4 Ways to Decide If You Should Quit Your Job

Whether you are dissatisfied, unhappy, or just want to pursue other opportunities, you are contemplating whether or not to resign from your current job.

Years ago, employees could quit their job and easily find another job within days. However, the current employment situation in Canada is not like this anymore with many people struggling to secure meaningful, full-time jobs.

Before you submit your resignation, you need to consider numerous factors and being mindful of them will aid you in making the right decision.

1. The problem

Before submitting your notice, it would be beneficial for you to figure out exactly what the problem is that makes you want to leave your current position. The first step to solving the issue is first establishing what it is and for all you know, it may be resolvable and you will be able to stay put. The people you work with, the workplace, or the work itself can be problematic at times and while there is no easy fix for either of these, the issue will remain or get worse if ignored.

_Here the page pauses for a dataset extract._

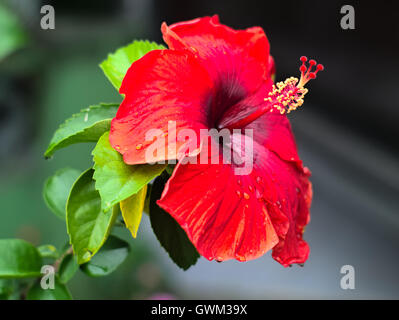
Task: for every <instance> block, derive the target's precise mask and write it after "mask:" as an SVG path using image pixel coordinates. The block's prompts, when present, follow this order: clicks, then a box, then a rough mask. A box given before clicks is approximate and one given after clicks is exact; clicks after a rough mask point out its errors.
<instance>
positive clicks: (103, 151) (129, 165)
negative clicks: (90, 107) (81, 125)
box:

Before resigning, reach out and connect with people who may be able to help such as your direct supervisor or someone from human resources. It may be possible for them to address any issues that cause a poisoned work environment or re-assign you to a position more fulfilling to you. They key is communication because without it, the problems you are experiencing may not be obvious. If your problem requires legal help, you may want to speak with an employment lawyer for further action.

2. Future employment

Before resigning, you need to be extremely mindful of your future. If you have no job to transfer to as of yet, while you have every intention to get a job in the position that you want as soon as possible, it is not always that easy. You may end up having to apply for employment benefits or accept a job that pays less than what you were making. Either way you may not be able to sustain the standard of living you have grown accustomed to.

If you have another position lined up, it may end up not meeting your expectations or the issues that caused you to leave may be exponentially worse in this new workplace. Before resigning, make sure that you have another job lined up and have all of its details specified in writing from your new employer. If you have no prospects, consider looking at other roles within your current organization or consider staying before handing in your resignation.

3. Expenses

You have bills, a mortgage or rent, and personal expenses and they cannot be put on hold in the event you are unemployed. Being mindful of this before resigning from your current position is crucial. It is recommended that anyone who quits their job has enough money saved up to take care of at least 6 months’ worth of expenses.

Before making the decision to resign, take inventory of all of your expenses and measure it against the savings you have because although you might be able to secure employment sooner rather than later, you need to prepare for the worst case scenario. If you do not have a significant amount of savings, it is advisable to delay quitting your job until you have saved a comfortable amount.

4. Leave vs. leave of absence

At present you may feel undervalued, unappreciated, or burnt out, but is leaving the answer? These feelings should not be dismissed or underestimated because they can definitely take a serious toll on an employee, but there are different courses of actions to take than resigning. Most workplaces offer leaves of absences that allow employees to address mental health issues or assume different roles with the understanding they will return after a specified period of time.

A vacation can also relieve stress and give you some much-needed time away from your job and the workplace. A leave of absence or holiday may be just the thing you need to re-energize and become enthusiastic once again about your role instead of quitting.